Tuesday 1 August 2017

TORCHWOOD - THE OFFICE OF NEVER WAS

We’ve all seen them but perhaps not noticed them, large glass and chrome monoliths, or drab grey concrete buildings lacking joy and empathy, bland corporate logos above the shining glass doors, staff packed in like battery hens as they try to “push the envelope” or provide “boots on the ground” – I am talking about office buildings – faceless corporate almost entity’s in themselves and an unavoidable part of our landscape. Pressure cooker culture with impossible ideals to meet, homes of one upmanship and targets and “dress down Friday  and staff nights out that no one really wants to go on. It was pretty inevitable that Torchwood would investigate one of these, and in this months release this is just what Ianto Jones (Gareth David-Lloyd) does. He doesn’t particularly want to, it is Friday night after all and he does have The Apprentice to watch, but investigate he does and for Ianto Jones this is a Friday night like no other, this is a Friday night where just once he should have gone home and watched The Apprentice, because the Office building that he is investigating seems to have been waiting for him….

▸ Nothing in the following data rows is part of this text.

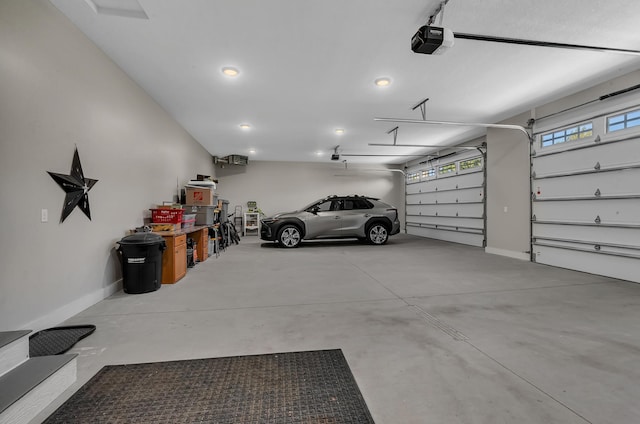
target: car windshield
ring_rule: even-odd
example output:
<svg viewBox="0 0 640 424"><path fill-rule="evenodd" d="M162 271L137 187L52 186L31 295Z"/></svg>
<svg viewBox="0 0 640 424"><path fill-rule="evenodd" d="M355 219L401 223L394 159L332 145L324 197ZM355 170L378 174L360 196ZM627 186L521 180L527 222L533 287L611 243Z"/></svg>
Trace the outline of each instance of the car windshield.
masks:
<svg viewBox="0 0 640 424"><path fill-rule="evenodd" d="M311 202L311 203L309 203L307 206L305 206L304 208L300 209L300 211L306 211L306 210L309 210L309 209L311 209L313 206L317 205L318 203L323 202L324 200L327 200L327 198L326 198L326 197L324 197L324 198L322 198L322 199L318 199L318 200L316 200L315 202Z"/></svg>

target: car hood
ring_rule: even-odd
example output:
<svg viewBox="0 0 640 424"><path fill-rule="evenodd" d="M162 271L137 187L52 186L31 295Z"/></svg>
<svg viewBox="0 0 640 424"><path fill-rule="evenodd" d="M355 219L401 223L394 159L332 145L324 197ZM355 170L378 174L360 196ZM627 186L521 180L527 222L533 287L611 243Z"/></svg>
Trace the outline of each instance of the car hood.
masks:
<svg viewBox="0 0 640 424"><path fill-rule="evenodd" d="M273 216L270 216L267 219L287 218L287 217L290 217L290 216L298 215L299 213L300 213L300 211L280 212L280 213L277 213L277 214L275 214Z"/></svg>

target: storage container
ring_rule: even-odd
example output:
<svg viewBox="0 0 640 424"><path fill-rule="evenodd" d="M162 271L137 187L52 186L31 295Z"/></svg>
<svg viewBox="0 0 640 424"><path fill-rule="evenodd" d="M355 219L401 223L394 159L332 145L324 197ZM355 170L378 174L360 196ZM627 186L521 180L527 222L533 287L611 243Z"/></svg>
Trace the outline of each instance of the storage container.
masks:
<svg viewBox="0 0 640 424"><path fill-rule="evenodd" d="M196 225L213 225L217 216L217 206L185 205L187 213L196 214Z"/></svg>
<svg viewBox="0 0 640 424"><path fill-rule="evenodd" d="M155 224L180 224L184 209L151 209L151 221Z"/></svg>

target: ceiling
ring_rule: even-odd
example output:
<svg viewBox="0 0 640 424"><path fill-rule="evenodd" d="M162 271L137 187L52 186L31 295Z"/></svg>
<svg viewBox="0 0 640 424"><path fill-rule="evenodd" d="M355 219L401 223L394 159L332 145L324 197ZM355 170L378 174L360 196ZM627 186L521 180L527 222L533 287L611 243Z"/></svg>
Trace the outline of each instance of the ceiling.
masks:
<svg viewBox="0 0 640 424"><path fill-rule="evenodd" d="M437 0L51 2L214 156L330 161L339 145L352 163L404 163L437 149L370 146L392 144L396 126L374 117L421 119L412 107L429 98L427 119L495 123L640 68L640 56L464 39L443 55L413 53ZM638 50L638 18L637 0L451 0L435 24ZM401 124L397 143L483 132Z"/></svg>

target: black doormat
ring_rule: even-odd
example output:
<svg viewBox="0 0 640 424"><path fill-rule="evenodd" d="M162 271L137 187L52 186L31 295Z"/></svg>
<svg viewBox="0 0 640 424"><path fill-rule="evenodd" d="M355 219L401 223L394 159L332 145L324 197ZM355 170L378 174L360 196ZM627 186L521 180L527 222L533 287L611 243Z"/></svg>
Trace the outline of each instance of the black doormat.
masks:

There is something inherently creepy about deserted buildings, and even more creepy about deserted buildings that still seem to have a function – this one looks and feels like an office, but there is no one around, and Ianto is locked in. You can feel the tension and the building paranoia as Ianto explores his prison and discovers that perhaps this is a prison built specifically for him – but why? Why has he been lured here, and WHO is the girl that he meets (Bethan Rose Young) who claims to be in charge of security but cannot remember her name – can he trust her? Will he ever get to see this weeks (or any other weeks for that matter) episode of The Apprentice?
This story goes right to the heart of what Torchwood are and what they do, it deals with the consequences of those actions almost like no other story before it and lays Ianto’s soul bare – Ianto always was the softer side of Torchwood, this explores how he deals with the contradictions in his job and how those contradictions can devastate the lives of those who Torchwood sometimes only think of as all in a days work.
The special features for this story describe it as inspired by The Avengers episode “The Joker” and I can definitely see that – claustrophobic, dangerous and unpredictable and trending upwards (to use the vernacular of the Office) 8/10.